The defendant testified in his own behalf, denying all of the charges. He also produced the evidence of the doctor who had taken care of the sister of the complaining witness, who had been in the hospital under his care during part of the time the complaining witness claimed the sister had been accompanying her to the office of the plaintiff in error. The plaintiff in error also called the mother of the complaining witness, who denied that her daughter had ever brought her the sum of two dollars as testified to by the complaining witness, and denied ever sending her to the plaintiff in error’s office for the purpose of having sexual intercourse with him. He also called the sister of the complaining witness, who contradicted the testimony as to the trips to the office, denied that she was ever present when plaintiff in error asked her sister to have sexual intercourse with him and testified that she had never heard any such conversation. She also contradicted her sister's testimony as to having told her sister to go ahead and have intercourse with the plaintiff in error, and that she never saw him pay two dollars, or any other sum, to her sister and never knew of her receiving any money from him. She testified quite positively that she was never in the plaintiff in error’s office but once, and that that was in the year 1932, when she went there with her mother.

In rebuttal the People recalled the sister of the complaining witness, who stated that she wanted to change her testimony, and then proceeded to testify that she was in the plaintiff in error’s place of business with her sister in the night time in the months of November and December, 1931, and that she guessed it was five or six times; that the plaintiff in error took the complaining witness into the back room on each of those occasions; that the witness always went to the doctor, afterwards meeting her sister again; that they went in the front way, but that they went in the back way twice. She further testified that her sister had money on each of these occasions— sometimes two dollars — and that they took the money home and gave it to their mother. The mother was then recalled and stated that she wished to change her testimony. She proceeded to testify that her two daughters left home a couple of times that she knew of, to go to the plaintiff in error’s office, and that the complaining witness brought money home to her a couple of times. On cross-examination she stated that all that day she had been in the State’s attorney’s office in the custody of a deputy sheriff and a police officer, who had talked to her, not by herself but always in the presence of her husband and two daughters; that she was not promised anything if she would change her testimony and was not pressed but that she just decided to change the “wrong I made;” that her husband also talked to her; that the husband had previously been in the penitentiary. The record shows that he was then on parole.

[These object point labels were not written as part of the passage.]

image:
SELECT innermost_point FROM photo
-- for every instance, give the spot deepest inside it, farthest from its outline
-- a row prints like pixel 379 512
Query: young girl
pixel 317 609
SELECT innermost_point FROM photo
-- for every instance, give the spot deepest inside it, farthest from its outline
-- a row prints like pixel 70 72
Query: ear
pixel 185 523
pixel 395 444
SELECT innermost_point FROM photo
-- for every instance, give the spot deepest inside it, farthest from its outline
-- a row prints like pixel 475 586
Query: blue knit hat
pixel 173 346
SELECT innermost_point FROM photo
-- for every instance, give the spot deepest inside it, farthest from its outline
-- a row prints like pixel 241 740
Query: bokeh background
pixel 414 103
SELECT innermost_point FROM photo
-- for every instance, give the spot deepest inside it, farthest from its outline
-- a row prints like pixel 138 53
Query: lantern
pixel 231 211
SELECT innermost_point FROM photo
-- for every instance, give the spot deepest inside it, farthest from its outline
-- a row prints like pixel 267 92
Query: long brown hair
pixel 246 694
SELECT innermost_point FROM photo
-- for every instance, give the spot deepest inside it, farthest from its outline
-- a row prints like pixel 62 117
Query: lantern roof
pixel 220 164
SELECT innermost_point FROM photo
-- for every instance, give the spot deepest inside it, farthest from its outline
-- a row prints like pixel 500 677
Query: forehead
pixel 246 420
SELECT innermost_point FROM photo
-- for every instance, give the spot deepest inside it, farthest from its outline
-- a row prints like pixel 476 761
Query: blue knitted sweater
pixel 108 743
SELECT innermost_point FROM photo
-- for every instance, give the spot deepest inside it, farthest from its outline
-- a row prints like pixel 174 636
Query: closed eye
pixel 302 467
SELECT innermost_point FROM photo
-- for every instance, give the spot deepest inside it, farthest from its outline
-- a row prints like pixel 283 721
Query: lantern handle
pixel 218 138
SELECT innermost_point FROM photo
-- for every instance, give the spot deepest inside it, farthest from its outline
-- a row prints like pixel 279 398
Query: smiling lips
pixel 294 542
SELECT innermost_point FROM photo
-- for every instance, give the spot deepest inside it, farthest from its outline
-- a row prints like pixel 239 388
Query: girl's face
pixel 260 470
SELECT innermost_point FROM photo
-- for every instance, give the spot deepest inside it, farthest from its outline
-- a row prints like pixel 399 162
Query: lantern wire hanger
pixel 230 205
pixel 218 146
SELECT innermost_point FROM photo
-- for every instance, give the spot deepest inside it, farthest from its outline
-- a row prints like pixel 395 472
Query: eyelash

This unusual situation in regard to the two witnesses, the mother and the sister of the prosecuting witness, was brought about as follows: The record shows they had been subpoenaed by the State and the defense, and that they appeared in court during the first day of the trial but were not present at the opening of court on the second day. Counsel for plaintiff in error thereupon filed a motion for a continuance on the ground of their'absence, setting forth in the affidavit of continuance what he expected to prove by them. This affidavit was admitted by the State’s attorney to the extent that the witnesses, if present, would testify as stated in the affidavit, and thereupon the motion for continuance was denied. Counsel for plaintiff in error caused an attachment to be issued for these two witnesses, upon which they were apprehended and brought into court and. testified in the first instance as hereinabove stated.